In general I don’t know that there is a clean distinction between regular R&D spending and safety R&D spending. Often there are connections between those two areas. For example, if a model tends to fail on a certain kind of question, from one lens you could say that that’s a safety problem, from another lens you could just say that that’s a usability or a capability problem.
I think the most relevant questions are more about when there are decisions that would be overall beneficial for the world but would be maybe not in their short-term business interest, what structures and processes do they have in place to make those decisions, and then do they actually follow through? Something you’ve seen, for example, is making commitments to do certain amounts of testing and then after the fact seeing off-the-record reporting that the testing they said they would do was rushed or was not completed because they were trying to launch before a competitor or something like that.
Is it your impression that the off-the-record reporting was true and that this might still be going on?
I don’t have any independent information. I just have what’s reported.
A lot of people on the West Coast are talking about whether or not there’s an AI bubble. Do you have any thoughts about that? Are AI companies focusing more on applying their models and generating revenue, and focusing less on loftier goals like AGI and superintelligence?
There’s definitely been chatter about whether we’re in a bubble here as well. The perspective that makes most sense to me is that it can both be true that some of the generative AI-focused, high-valuation VC investments in early-stage companies promising to build revolutionary products within a couple of years—that can be a bubble. There can be overinflated expectations there. And it can also be true that the underlying technological improvements in AI are continuing, and that the companies that are really investing in those underlying trends (the OpenAIs, the Anthropics, etc. of the world) are on to something and that they’re likely to continue succeeding and likely to see their revenues continue to rise.

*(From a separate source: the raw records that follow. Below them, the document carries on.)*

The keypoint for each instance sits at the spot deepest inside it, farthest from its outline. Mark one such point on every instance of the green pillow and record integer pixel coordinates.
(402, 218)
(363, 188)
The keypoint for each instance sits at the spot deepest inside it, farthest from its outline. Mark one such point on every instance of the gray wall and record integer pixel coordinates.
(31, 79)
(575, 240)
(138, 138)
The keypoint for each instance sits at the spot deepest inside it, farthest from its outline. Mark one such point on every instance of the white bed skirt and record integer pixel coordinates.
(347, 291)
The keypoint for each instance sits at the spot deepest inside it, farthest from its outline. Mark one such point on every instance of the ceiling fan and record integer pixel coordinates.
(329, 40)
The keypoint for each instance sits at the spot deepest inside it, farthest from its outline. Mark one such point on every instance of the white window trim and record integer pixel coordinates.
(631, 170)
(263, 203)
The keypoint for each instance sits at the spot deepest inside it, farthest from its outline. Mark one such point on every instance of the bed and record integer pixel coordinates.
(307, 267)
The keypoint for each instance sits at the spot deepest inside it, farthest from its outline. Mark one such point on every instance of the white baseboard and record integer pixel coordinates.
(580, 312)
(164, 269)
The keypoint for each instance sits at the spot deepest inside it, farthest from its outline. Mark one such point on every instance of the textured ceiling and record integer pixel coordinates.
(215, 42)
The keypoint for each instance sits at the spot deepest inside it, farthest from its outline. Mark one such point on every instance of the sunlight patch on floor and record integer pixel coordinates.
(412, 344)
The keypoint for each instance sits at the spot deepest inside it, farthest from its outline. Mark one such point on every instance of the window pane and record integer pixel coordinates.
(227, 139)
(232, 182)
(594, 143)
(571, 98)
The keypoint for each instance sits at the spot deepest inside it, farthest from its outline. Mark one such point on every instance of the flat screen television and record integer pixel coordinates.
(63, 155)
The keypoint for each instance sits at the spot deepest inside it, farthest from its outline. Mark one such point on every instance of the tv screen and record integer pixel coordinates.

Another way to say a similar thing is to point to the dot-com bust in the early 2000s, where there were investors who had gotten out over their skis and lost a lot of money. But the underlying trends were real and the underlying impacts on society were significant and continued after that bubble burst.
Many people were disappointed in OpenAI’s GPT-5, feeling like the pace of advancement toward artificial general intelligence (AGI) and superintelligence is slowing, if not stalled. What’s your take?
Two things are true about GPT-5. First, it’s evidence that we’re not on track for the very fastest scenarios toward AGI or superintelligence—for example, AGI by 2027. But second, it still fits on a trend line of steady continued advancements over the last five years. So I disagree with the sentiment that GPT-5 shows that progress is slowing down.
It seems like running an AI company, whether it’s developing models or applications, is just a really expensive business. Do you think the industry needs to find some fundamental research breakthrough to make the cost of doing this business more viable?
No, I’m not sure that they do. I think it’s actually really common for new technologies—especially technologies that are very flexible and general purpose—to take years or even decades for industry and society to figure out [how] to get the most value out of that technology. If you look back at a wide range of general-purpose technologies—electricity or the computer or different communications revolutions—that’s been the pattern. I don’t know if we’ll see the investments keep increasing at the same rate that they have been, going up by 10X every however many years. But I do think that we’re going to keep seeing the returns on those investments keep going up as people figure out how to make use of the advances that we’ve already seen.